Below is a textual/block diagram showing the pipeline.

PDF Collection (3 PDFs) ---> Text Extraction (pdfplumber) ---> Chunking & Index (overlapping) ---> Context Assembly (top-k chunks + prompt) ---> Generator (OpenAI or local FLAN-T5) ---> Final Answer

## 5) Text chunking strategy

We use **character-based chunking** with overlap:

- **Chunk size:** 1000 characters (~150–220 words typical)  
- **Chunk overlap:** 200 characters

**Reasoning / justification:**
- Keeps chunks large enough to retain short narrative sections or paragraphs (context) so the generator sees coherent text.
- Overlap of 200 chars reduces boundary-cut issues (important so sentences/concepts that cross chunk borders are not lost).
- Character-based chunking is robust across fonts/models where tokenizers might differ; it's implementation-simple and deterministic.
- For production, you may adapt to token-based chunking (e.g., 512–1024 tokens) if using a specific LLM tokenizer.


## 6) Embedding model selection

**Model used:** `all-MiniLM-L6-v2` from SentenceTransformers.

**Why chosen:**
- Small, fast, and accurate for semantic search over varied text.
- Produces 384-dimensional dense vectors — compact for FAISS.
- No API keys required (runs locally with CPU/GPU).
- Widely used in RAG/semantic search tutorials; good tradeoff between performance and compute needs.


## 7) Implementation: Data-loading → Chunking → Embedding → FAISS → Retrieval → Generation

Full code block-by-block. Read comments. Run sequentially.

In [3]:
# 7.1 Load PDFs and extract text
pdf_files = ["alice_in_wonderland.pdf", "pride_and_prejudice.pdf", "sherlock_adventures.pdf"]

def extract_text_from_pdf(path: str) -> str:
    text_pages = []
    with pdfplumber.open(path) as pdf:
        for p in pdf.pages:
            txt = p.extract_text()
            if txt:
                text_pages.append(txt)

    full_text = clean_text("\n\n".join(text_pages))

    # Remove Project Gutenberg boilerplate
    start_marker = "*** START OF"
    end_marker = "*** END OF"

    start_idx = full_text.find(start_marker)
    if start_idx != -1:
        full_text = full_text[start_idx + 200:]  # skip header safely

    end_idx = full_text.find(end_marker)
    if end_idx != -1:
        full_text = full_text[:end_idx]

    return full_text.strip()


corpus_texts = {}
for f in pdf_files:
    if not os.path.exists(f):
        raise FileNotFoundError(f"Required file not found: {f}. Please upload it.")
    corpus_texts[f] = extract_text_from_pdf(f)
    print(f"Loaded {f}: {len(corpus_texts[f])} characters")

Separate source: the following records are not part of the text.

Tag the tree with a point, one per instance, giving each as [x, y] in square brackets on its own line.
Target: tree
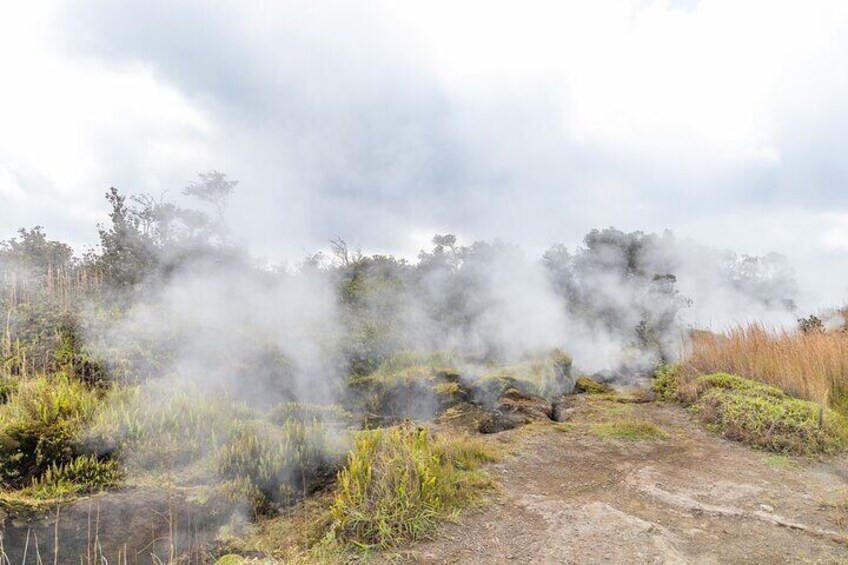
[32, 251]
[128, 254]
[212, 188]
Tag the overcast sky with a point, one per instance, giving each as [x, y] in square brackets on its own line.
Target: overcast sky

Loaded alice_in_wonderland.pdf: 142706 characters
Loaded pride_and_prejudice.pdf: 505894 characters
Loaded sherlock_adventures.pdf: 587310 characters


In [4]:
# 7.2 Chunking function (character-wise)
def chunk_text(text: str, chunk_size: int = 2000, chunk_overlap: int = 300) -> List[str]:
    chunks = []
    start = 0
    L = len(text)
    while start < L:
        end = start + chunk_size
        chunk = text[start:end]
        chunks.append(clean_text(chunk))
        start = end - chunk_overlap  # overlap
        if start < 0:
            start = 0
    return [c for c in chunks if len(c) > 50]  # drop tiny chunks

# Create chunk list with metadata
all_chunks = []
for fname, txt in corpus_texts.items():
    cks = chunk_text(txt, chunk_size=1000, chunk_overlap=200)
    for i, c in enumerate(cks):
        meta = {"source": fname, "chunk_id": f"{os.path.basename(fname)}_chunk_{i}", "text_preview": c[:200]}
        all_chunks.append((c, meta))
print(f"Total chunks created: {len(all_chunks)}")


Total chunks created: 1547


In [5]:
# 7.3 Embeddings — model load and encode all chunks
embed_model_name = "all-MiniLM-L6-v2"
embed_model = SentenceTransformer(embed_model_name)

# Batch encode
texts = [c for c, _ in all_chunks]
batch_size = 64
embeddings = embed_model.encode(texts, show_progress_bar=True, batch_size=batch_size, convert_to_numpy=True)
print("Embeddings shape:", embeddings.shape)


Batches:   0%|          | 0/25 [00:00<?, ?it/s]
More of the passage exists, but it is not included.